Hospitals and medical centers are no longer coping. Many of them were completely destroyed, and the ones that are still functioning have to deal with an added burden. Many nurses and doctors have fled the city, the hospitals lack medical supplies, clean water, and power. Refrigerators are no longer working, and the blood banks are out of blood. At the moment in Sanaa, you are very likely to die of a minor injury, simply because all hospitals have to prioritize emergency procedures due to lack of supplies.

But we wake up every morning, thankful to be alive. We resist the frustration and desperation and we get out of bed, hoping that the coming day might bring a peaceful end to this nightmare.”

Rasha, 20, Student of Literature, lives with her family in Saada

“Three days ago, my father went to pick up fuel from the gas station for our generator at home. He’s still not back.

At night, the house shakes with every bomb, and I run out of bed to my brother and mother. My mom asks us to block our ears and close our eyes whenever we hear an explosion. The house is pitch-black: we’ve been out of fuel, and power, for three days.

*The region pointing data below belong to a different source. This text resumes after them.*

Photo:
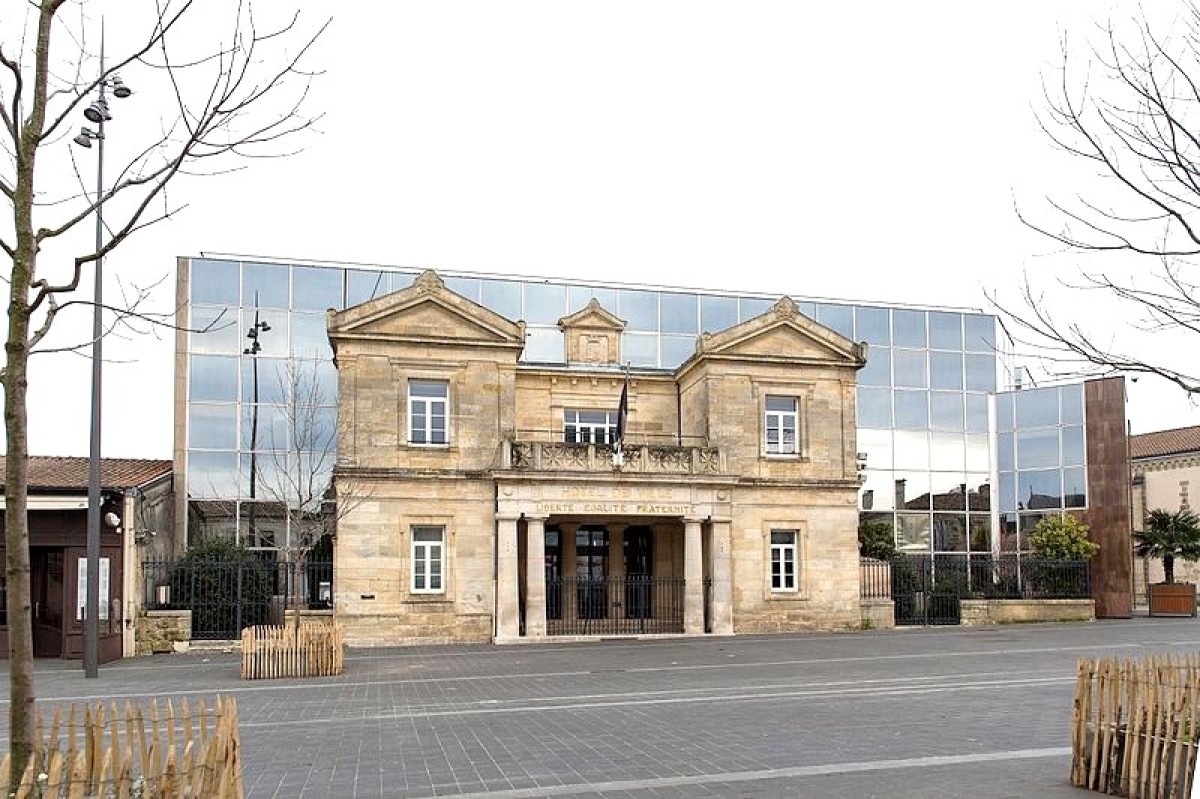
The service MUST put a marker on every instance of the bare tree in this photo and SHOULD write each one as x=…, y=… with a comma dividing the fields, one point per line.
x=234, y=94
x=1127, y=113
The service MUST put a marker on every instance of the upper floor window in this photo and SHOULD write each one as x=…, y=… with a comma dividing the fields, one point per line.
x=427, y=401
x=783, y=560
x=781, y=425
x=589, y=426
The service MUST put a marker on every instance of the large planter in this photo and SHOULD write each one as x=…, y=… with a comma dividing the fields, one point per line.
x=1173, y=599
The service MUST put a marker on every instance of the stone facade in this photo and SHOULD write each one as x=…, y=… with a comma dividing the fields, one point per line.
x=483, y=514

Mom tries to calm us down, she says dad will be back soon with fuel and everything will be ok, “he must’ve travelled further away to get it this time, and he’s just waiting for the fighting to calm down, so he can walk back home”. Her eyes don’t lie. We know there was an attack on the fuel station three days ago.

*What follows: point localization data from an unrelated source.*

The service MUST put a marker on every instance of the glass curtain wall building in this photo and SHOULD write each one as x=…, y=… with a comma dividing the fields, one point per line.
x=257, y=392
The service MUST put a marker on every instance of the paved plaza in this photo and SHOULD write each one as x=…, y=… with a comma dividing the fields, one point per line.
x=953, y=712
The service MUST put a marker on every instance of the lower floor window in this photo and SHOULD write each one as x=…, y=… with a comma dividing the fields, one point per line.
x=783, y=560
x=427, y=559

Mom used to spend the day calling relatives asking for help. Now the telephone is not working, so she is asking the neighbors if they can help – or if she can use their phone to call for help.

We know we can’t leave – we don’t have money to rent a car or take a taxi. But our neighbors are in a similar situation, and many will not receive salaries this month, because the post office in our area has been reduced to rubble by the ongoing violence.

Mom says we are going to visit our uncle soon, and maybe stay with him. We usually get all dressed up when we visit him. Now she won’t let us.

I’m scared to go outdoors. I’m scared of losing my mom as I lost my dad. I miss my dad.”

Oxfam in Yemen

Despite major security issues, Oxfam is continuing to provide emergency aid to the most vulnerable people in Yemen. Since the beginning of the conflict, we have delivered life-saving support to 60,000 people.

However, as long as the conflict persists, the lives of Farah and Rasha and thousands like them will continue to be disrupted.